詹沛原本同郭滿說好了一起娶親。臨到跟前,郭滿卻忽然改口說相好的女子忽有家人來尋,她便暫隨家人回鄉小住,不知何時回來,叫詹沛可自行先辦婚儀,不必等他。

詹沛一聽便知弟弟是在借故推辭,細問時,郭滿卻不肯多說,臉上還似有不悅之色。詹沛不明所以,猜測其中定有隱情或是苦衷,剛追問了一句,郭滿卻說自己還有急事要辦,匆匆稱辭離去。

上下將士僚屬聽聞詹沛有意娶親,都催促儘快,為即將到來的戰役圖個好彩頭。於是趁着開戰前,在周知行主持之下,詹沛與鄭楹終於結為夫妻,婚儀雖然一切從簡,倒也熱鬧非凡。

而楊昉得到鄭楹致歉的信則大為光火。這個不懂事的外孫女悔婚在先,緊接着又繞過楊家自作主張嫁與詹沛,分明不把自己這個當外公的放在眼裏,更不感念楊家三年多的收留保護之恩。談及此事,楊昉氣得向兒子楊綜抱怨起來——

“楹兒敢悔婚,無非是仗着自己是我親外孫,倒也不稀奇。稀奇的是這詹沛,這小子想是吃了熊心豹子膽,膽敢娶我們楊家下過聘的人!”

“兒子想,楹兒應該沒那麼大的主意做出悔婚之事,應是那詹沛知曉咱們曾兩番請接回她姐弟,便一心要拴住他二人,威逼利誘地讓楹兒悔婚,又急不可耐把楹兒娶了去。”

楊昉聽了兒子的話,懊喪道:“現在說這個還有屁用,總之是無法查證的事。”

“父親似乎很瞧不上那個詹沛?”

楊昉一聽,更是氣不打一處來,恨道:?“年初他獨自來做說客,你是沒見他那張狂的樣子。我聽聞他在軍中有些名望,心想是個人才,必有用武之地,才留下他一條狗命,倘若早知今日,看我當初不弄死他才怪!”

“原來還有此一節,”楊綜低聲道,“父親既這般惱恨詹沛,以楊家的實力,現在弄死他也不是難事……”

“罷了,眼下礎州弋州既已合力,這種窩裏鬥的事還是少做,瞞住了還好,要是漏了馬腳,兩家內訌起來,對我們也沒好處。況且這詹沛確有統兵之能,就暫留他一命。”楊昉停頓在這裏,狠狠吐出一口氣,咬牙道,“此事擱置,不要提起了!”

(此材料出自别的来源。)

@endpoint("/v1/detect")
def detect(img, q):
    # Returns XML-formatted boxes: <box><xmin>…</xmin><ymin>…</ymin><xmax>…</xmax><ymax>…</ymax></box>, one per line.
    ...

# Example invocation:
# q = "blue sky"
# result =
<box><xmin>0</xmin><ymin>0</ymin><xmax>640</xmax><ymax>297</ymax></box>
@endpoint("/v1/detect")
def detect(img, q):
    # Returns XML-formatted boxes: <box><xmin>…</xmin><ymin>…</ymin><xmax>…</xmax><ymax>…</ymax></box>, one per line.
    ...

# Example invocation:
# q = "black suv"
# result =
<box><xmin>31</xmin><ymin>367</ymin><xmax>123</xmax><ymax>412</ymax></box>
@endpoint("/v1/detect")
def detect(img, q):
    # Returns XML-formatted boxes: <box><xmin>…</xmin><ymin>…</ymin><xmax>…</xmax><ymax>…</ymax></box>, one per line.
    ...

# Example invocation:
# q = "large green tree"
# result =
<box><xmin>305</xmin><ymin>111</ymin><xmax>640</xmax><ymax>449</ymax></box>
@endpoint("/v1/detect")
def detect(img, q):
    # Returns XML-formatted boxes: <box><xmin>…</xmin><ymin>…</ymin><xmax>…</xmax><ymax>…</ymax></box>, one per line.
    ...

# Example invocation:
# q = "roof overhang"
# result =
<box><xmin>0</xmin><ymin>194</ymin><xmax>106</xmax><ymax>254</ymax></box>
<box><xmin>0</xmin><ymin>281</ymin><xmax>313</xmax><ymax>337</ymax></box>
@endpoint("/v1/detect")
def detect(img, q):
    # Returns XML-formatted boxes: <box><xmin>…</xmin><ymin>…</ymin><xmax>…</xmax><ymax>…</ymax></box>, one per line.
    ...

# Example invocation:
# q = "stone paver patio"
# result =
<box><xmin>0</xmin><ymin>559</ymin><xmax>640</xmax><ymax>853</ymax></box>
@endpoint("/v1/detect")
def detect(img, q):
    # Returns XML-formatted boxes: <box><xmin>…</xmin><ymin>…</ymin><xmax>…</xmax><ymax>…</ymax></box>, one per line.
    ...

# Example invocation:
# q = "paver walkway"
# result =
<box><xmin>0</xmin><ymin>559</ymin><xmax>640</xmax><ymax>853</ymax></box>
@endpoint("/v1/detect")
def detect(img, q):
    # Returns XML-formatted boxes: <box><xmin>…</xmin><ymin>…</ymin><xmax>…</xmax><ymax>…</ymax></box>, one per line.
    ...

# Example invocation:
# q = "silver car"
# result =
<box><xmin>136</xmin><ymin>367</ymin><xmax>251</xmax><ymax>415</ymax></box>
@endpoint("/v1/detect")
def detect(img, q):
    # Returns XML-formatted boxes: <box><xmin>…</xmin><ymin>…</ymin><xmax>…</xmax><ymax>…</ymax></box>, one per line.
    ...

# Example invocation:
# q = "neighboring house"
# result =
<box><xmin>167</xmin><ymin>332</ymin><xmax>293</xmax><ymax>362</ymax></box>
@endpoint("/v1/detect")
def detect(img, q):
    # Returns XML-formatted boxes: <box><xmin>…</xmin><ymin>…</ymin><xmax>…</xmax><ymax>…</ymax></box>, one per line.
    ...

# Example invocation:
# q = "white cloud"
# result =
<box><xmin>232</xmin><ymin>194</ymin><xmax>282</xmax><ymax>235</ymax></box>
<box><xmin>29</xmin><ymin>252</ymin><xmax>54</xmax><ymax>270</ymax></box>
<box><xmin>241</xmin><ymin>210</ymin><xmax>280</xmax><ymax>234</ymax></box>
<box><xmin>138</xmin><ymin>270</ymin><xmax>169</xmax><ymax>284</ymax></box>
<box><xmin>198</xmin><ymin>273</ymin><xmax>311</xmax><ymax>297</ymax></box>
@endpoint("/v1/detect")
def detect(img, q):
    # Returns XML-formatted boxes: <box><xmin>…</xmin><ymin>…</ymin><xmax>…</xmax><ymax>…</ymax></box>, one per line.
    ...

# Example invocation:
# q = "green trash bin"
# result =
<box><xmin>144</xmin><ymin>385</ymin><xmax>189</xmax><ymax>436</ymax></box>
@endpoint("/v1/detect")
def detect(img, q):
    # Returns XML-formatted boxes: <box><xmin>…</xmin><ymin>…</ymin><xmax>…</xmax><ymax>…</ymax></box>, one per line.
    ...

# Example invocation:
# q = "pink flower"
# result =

楊綜還是不甘心,繼續勸說父親:?“爹,可這……是不是有點窩囊,前兩年先被周知行擺了兩道,年初又被詹沛擺一道,如今居然連楹兒一個沒見識的小輩女子都擺了咱們一道。自兒子懂事以來,都是咱們算計別人,哪裏輪得到別人算計咱們?獨獨這幫礎州人,一個比一個邪門,一跟他們打上交道,步步都是陷阱。”

楊昉擺擺手,無力道:?“還是那句話——少扯這些沒用的,氣話說一百遍也無濟於事。眼下戰局未穩,只能以大局為重、意氣為輕。”

“爹,那兒子就不說虛的,說點實的:咱們楊家雖兵多糧足,前幾年可沒出大力,僅憑軍功可占不了鰲頭。咱們最大的功勞莫過於亂世混戰之中保全了樟兒這僅存的血脈,可如今人又回到了礎州人手裏。照礎州人那副嘴臉,只怕到時會絕口不提楊家這份功勞,而將擁立之功盡歸於己。故以兒子之見,須效仿曹操,將您那外孫子攥在手裏,起碼讓那群惡狼投鼠忌器,別想再貪縱妄為。耽擱越久越難要回,父親還應早做打算。”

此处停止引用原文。